To facilitate this process, Proof Market EVM endpoint, a recently released gateway interface, enables provable computations composability for all EVM applications. This allows proofs for Lido's zkOracle computations to be ordered directly from the EVM via Proof Market on Ethereum meaning there is no direct hardware cost to the Lido protocol side.
The zkProofs generated by the decentralised network of proof generators on Proof Market will be submitted directly to the Lido Ethereum application for final verification.
Video Demo + Extra Reading
The demo below showcases end-to-end operation of zkLLVM-based oracle+contract computing total value locked (TVL) and active and exited validators in a controlled environment.
- Video: ZKLLVM Oracle Demo
- Description: ZKLLVM Oracle Demo transcript
Implementation and a source code
=nil;’s solution is fully functional, delivered under open source MIT licence and can be deployed or tried out from following repositories:
Solution 2 - DendrETH
The DendrETH project from Metacraft Labs promised two distinct technical avenues.
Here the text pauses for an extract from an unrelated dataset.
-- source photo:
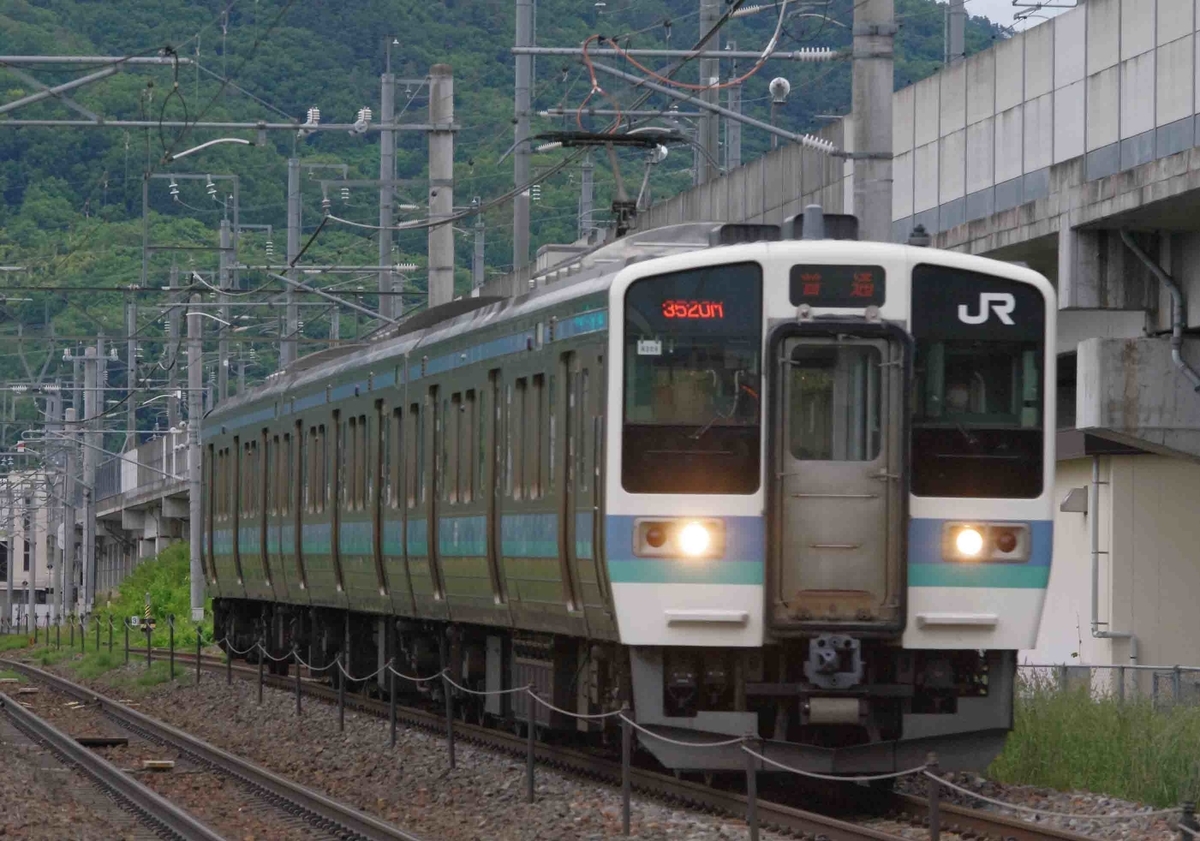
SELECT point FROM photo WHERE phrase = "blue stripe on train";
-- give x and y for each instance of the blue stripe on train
(744, 560)
(928, 568)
The first leverages a fixed set of withdrawal credentials within a liquid staking protocol. This approach requires no adjustments to the smart contracts overseeing deposits, and permits DendrETH's zero-knowledge circuits to identify validators linked to specified withdrawal credentials seamlessly.
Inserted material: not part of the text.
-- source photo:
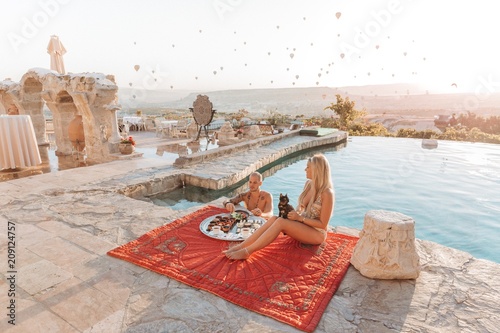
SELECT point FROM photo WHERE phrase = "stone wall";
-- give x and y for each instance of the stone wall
(90, 95)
The second approach involves a Merkle Accumulator for a Validator Set. This caters to liquid staking protocols with multiple operator dynamics. Here, smart contracts governing deposits are modified to monitor operator-specific validator sets. This is achieved through a binary SHA256 Merkle tree (in order to facilitate efficient proofs for specific operators).
The ultimate goal remains a practical iterative computation, striving to merge updates with as little latency as possible.
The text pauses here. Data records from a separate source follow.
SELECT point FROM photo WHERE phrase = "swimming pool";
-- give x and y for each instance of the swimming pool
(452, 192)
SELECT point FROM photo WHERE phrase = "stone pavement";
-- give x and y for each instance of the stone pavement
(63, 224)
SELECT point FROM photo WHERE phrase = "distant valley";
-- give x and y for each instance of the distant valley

Importantly, there is a chance gas costs could remain constant under this approach (i.e. not affected by Ethereum validator set size), although the jury is still out on whether this is practically possible. Verification is, though, yet to be designed and implemented.
All components of the system will be fully open source (GPLv3). MetaCraft Labs will strive to provide comprehensive guides for operating instances of our proof generators and relay nodes, as well as easy-to-use packages for most operating systems (i.e. docker images).
Next Steps
By supporting fundamental initiatives focused on decentralization and trust reduction within the oracle accounting process, LEGO showcases a mutual commitment to addressing the challenges posed by centralized oracle accounting.
These grants underscore a collaborative effort to alleviate the trust burden associated with this process, presenting a promising avenue toward resolving these concerns and the greater decentralization and security of the Lido Protocol.
It should be noted that ZK technology is still in its infancy and requires additional experimentation, testing and auditing before feasibly moving to a fully operational ‘stand-alone’ status.
If the utilisation of zk-proof technology proves efficient, secure and beneficial for the operation of Lido Protocol oracle accounting, there is potential to gradually roll out broader functionality throughout the oracle set moving forward.
Improvements to the Lido protocol continue to push the boundaries of trust-minimization, ensuring the utmost security and reliability for its users, shaping a future where trustless data access and verification is the norm, not the exception.